Sacraments : Penance

In this series of essays Father Manny considers the nature of The Sacraments and reflects upon their meaning in our lives.

The Sacrament of Penance

As a young boy I remember the queues of penitents outside Fr. Lynch’s confessional and in contrast the one or two brave souls outside Fr. Rafferty’s confessional door. He was renowned for his severity and would sometimes require you to say a whole Rosary for your penance! Fr. Lynch however was gentle and easy going and more often than not would let you off with three Hail Marys.

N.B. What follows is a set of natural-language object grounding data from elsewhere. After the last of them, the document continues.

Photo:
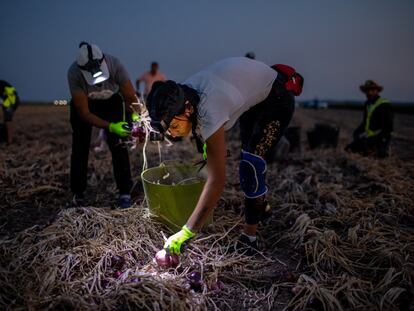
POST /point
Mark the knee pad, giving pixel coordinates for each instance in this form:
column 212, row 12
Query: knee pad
column 254, row 210
column 252, row 173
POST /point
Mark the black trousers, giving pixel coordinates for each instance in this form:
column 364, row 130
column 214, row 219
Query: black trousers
column 111, row 110
column 261, row 128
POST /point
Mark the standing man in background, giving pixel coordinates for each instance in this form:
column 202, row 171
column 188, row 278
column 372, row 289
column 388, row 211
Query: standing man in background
column 9, row 102
column 373, row 135
column 149, row 78
column 102, row 95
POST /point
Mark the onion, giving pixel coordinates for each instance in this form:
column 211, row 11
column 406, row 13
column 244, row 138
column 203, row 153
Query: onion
column 296, row 290
column 195, row 280
column 164, row 259
column 117, row 262
column 138, row 133
column 117, row 274
column 104, row 283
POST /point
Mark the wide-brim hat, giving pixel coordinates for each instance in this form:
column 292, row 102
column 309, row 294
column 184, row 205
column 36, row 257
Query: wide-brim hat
column 83, row 58
column 370, row 84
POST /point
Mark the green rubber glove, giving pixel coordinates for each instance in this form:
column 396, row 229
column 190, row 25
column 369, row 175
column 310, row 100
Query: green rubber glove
column 174, row 242
column 135, row 117
column 120, row 129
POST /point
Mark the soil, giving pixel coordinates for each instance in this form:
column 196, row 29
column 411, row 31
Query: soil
column 34, row 170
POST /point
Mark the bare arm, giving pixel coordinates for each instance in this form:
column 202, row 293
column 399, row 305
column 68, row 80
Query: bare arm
column 128, row 93
column 80, row 102
column 216, row 167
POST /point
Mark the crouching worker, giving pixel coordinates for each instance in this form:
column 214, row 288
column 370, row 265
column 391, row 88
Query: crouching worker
column 9, row 100
column 102, row 95
column 373, row 135
column 209, row 103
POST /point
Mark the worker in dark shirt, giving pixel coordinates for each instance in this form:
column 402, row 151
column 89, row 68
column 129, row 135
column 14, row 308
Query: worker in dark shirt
column 102, row 95
column 372, row 137
column 9, row 100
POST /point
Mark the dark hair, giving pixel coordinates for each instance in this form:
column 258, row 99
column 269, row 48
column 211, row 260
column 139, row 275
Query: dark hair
column 167, row 99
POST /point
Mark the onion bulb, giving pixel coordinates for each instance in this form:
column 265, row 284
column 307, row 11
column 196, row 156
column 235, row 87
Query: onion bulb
column 164, row 259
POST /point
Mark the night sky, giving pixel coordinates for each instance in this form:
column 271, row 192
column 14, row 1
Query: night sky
column 336, row 45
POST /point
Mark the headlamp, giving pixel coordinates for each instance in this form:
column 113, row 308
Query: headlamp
column 93, row 65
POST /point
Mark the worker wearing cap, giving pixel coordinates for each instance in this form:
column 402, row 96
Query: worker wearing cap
column 209, row 103
column 9, row 100
column 102, row 95
column 373, row 135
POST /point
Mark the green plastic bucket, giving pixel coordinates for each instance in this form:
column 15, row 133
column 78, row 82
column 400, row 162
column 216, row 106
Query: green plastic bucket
column 172, row 192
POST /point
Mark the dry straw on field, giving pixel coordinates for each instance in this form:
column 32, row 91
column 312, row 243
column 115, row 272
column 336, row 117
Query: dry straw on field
column 340, row 237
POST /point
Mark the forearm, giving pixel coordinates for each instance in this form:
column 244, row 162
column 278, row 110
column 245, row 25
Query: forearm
column 206, row 203
column 94, row 120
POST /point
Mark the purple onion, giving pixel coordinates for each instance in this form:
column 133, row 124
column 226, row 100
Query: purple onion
column 117, row 274
column 104, row 283
column 117, row 262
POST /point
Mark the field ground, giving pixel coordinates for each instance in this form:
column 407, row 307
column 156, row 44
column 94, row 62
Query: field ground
column 34, row 178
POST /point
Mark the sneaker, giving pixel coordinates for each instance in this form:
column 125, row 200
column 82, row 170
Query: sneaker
column 78, row 200
column 124, row 201
column 245, row 246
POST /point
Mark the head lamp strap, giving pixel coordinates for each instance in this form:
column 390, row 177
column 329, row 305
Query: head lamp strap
column 92, row 64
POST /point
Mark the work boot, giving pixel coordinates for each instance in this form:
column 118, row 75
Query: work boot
column 78, row 200
column 245, row 246
column 124, row 201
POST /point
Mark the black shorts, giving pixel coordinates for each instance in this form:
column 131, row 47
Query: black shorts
column 262, row 126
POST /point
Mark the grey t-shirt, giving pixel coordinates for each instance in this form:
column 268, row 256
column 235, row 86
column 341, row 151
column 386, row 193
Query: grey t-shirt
column 227, row 89
column 104, row 90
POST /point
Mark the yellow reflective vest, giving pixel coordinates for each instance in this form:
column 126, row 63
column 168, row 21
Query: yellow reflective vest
column 370, row 110
column 10, row 95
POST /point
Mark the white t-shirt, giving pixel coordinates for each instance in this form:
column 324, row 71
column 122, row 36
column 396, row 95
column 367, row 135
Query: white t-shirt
column 227, row 89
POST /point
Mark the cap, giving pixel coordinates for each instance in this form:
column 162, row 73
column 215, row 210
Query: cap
column 92, row 63
column 370, row 84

We appear have moved a long way from those days of my childhood. Undoubtedly much of our confessional practice was based upon fear and discipline rather than a genuine sense of repentance and trust in God who is ‘The Father of Mercies’. Today it would seem that the pendulum has swung too far. Not infrequently I emerge from the confessional not having received a single penitent. Either I am blessed to have lived and worked in parishes where there is not a single sinner or something is amiss?

It is often said that our age has lost a sense of sin and yet I believe that the loss is of a much more serious nature. We have lost our sense of the utter goodness and holiness of God. It is only in the context of God’s holiness that we discover our unworthiness and the need for his mercy and forgiveness. William Barclay tells the story of journeying in a train through the countryside and noticing a beautiful little whitewashed cottage, bright and pretty in the morning light. Overnight there was a heavy fall of snow and as he returned past the same cottage set amongst the fresh white snow glistening in the morning sun he thought how, in comparison the same little cottage now looked grey and grubby. It is only in the light of God’s love and beauty that we can see our sin and our need of His mercy.

The loss of the sense of sin is in essence a loss of the sense of God’s goodness. The sacrament of penance enables us to draw close to the Lord and in so doing we discover our sinfulness and the greatness of His mercy and Love. St John Vianney who spent many hours each day hearing confessions tells us that our sin is but a tiny grain of sand alongside the great mountain of God’s mercy. So why do we not seek to experience this mountain of God’s mercy?

Fear or embarrassment can often prevent us from approaching the confessional. “I am not letting the priest know my sins!” We should never allow fear to keep us away from encountering Christ in this sacrament. The priest is only interested in being an instrument of God’s mercy and he does not dwell upon our sins. There is something remarkable in this sacrament in that it truly does blot out all our sins. They are gone and in my experience gone from the consciousness of the priest also.

Not infrequently I hear it said by people that they can tell God that they are sorry directly and don’t need to go to confession. Why do we think that in this sacrament we can set aside the need for the Church and the Priest. We would never dream of doing this with the other sacraments such as anointing of the sick or the Eucharist. Yes the Lord is merciful but the Sacrament of Penance is about reconciliation and therefore involves at least two parties. Alone I can forgive someone who hurts me but I can only be reconciled if I communicate with the other party. The problem or the hurt needs to be named and the gestures of reconciliation made.

Sin is an offence against God and his people and so we need to be reconciled with Him and with His Church. It is truly wonderful to hear the words “I absolve you from all your sins, go in peace”. These tangible words and signs bring a joy and lightness to our hearts. I know this from my experience as a penitent. We priests must go to confession regularly too. In fact I could not survive and function as a priest without this sacrament. Both spiritually and psychologically it is invaluable.

The Council of Trent tells us that the Resurrection appearance of Jesus to the Apostles in the upper room towards the end of John’s Gospel is the foundation of this sacrament. The Crucified and Risen Lord breathes upon the Apostles and tells them that those whose sins you shall forgive they are forgiven. The sacrament of Reconciliation is the first gift of the Resurrection. A gift won for us through the blood and suffering of Christ. This is a precious gift, one to be received with a generous and open heart. We should never allow fear or a lack of faith to keep us away from so great a gift. The sacrament bestows upon us grace to help us to resist temptation in the future and it renews the grace or our baptism. Often it is said that the Church in the West is tired and weary. If we returned in great numbers to the sacrament of penance I am certain that this would be a vital key in our efforts to reinvigorate of our Church.